What to expect from payment disputes under construction contracts in 2024: a return to orthodoxy

Following the departure from the fundamental principle of the Construction Contracts Act 2002 (CCA) “pay now argue later” in South Pacific Industrial Ltd v Demasol Ltd [2021] NZHC 3597, the Court of Appeal in October 2022 clarified that parties to construction contracts must either respond to payment claims with valid payment schedules or be prepared to pay the claimed amount, even if that amount is capable of being disputed.  If no payment schedule is provided the claimed amount becomes a debt due.[1]

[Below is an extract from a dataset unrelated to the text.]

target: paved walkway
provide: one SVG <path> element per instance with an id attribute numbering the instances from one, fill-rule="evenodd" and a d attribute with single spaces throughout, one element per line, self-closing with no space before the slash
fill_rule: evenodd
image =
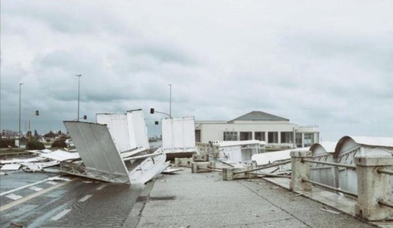
<path id="1" fill-rule="evenodd" d="M 148 185 L 123 227 L 373 227 L 260 179 L 184 169 Z"/>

Since the Court of Appeal’s decision in Demasol, there have been three recent decisions from the High Court regarding the ‘pay now argue later’ principle.  In summary, the payment provisions mandated by the CCA are clear.  The industry can expect the Court to uphold these strict principles and “pay now, argue later”.  

Dem Home Ltd v New Gate Ltd [2023] NZHC 2709

Dem Home Ltd v New Gate Ltd closely follows the orthodox principles underpinning the Court of Appeal’s decision in Demasol.

Dem Home Ltd (Dem Home) engaged New Gate Ltd (New Gate) to build five terrace houses in Point England.  Dem Home purported to cancel the contract for breaches by New Gate before construction was complete.  New Gate issued a payment claim for $242,500.50, however Dem Home did not respond with a payment schedule.  As a result New Gate served a statutory demand on Dem Home for $242,500.50.  Dem Home applied to set aside the statutory demand claiming there was a substantial dispute as to whether the amount claimed was a debt due (and owing). 

Dem Home attempted to challenge New Gate’s entitlement to issue the payment claim, but the Court held (following Demasol) that because a valid payment claim had been issued this challenge needed to have been raised in a payment schedule (and it had not been).  Dem Home’s application to set aside the statutory demand was dismissed.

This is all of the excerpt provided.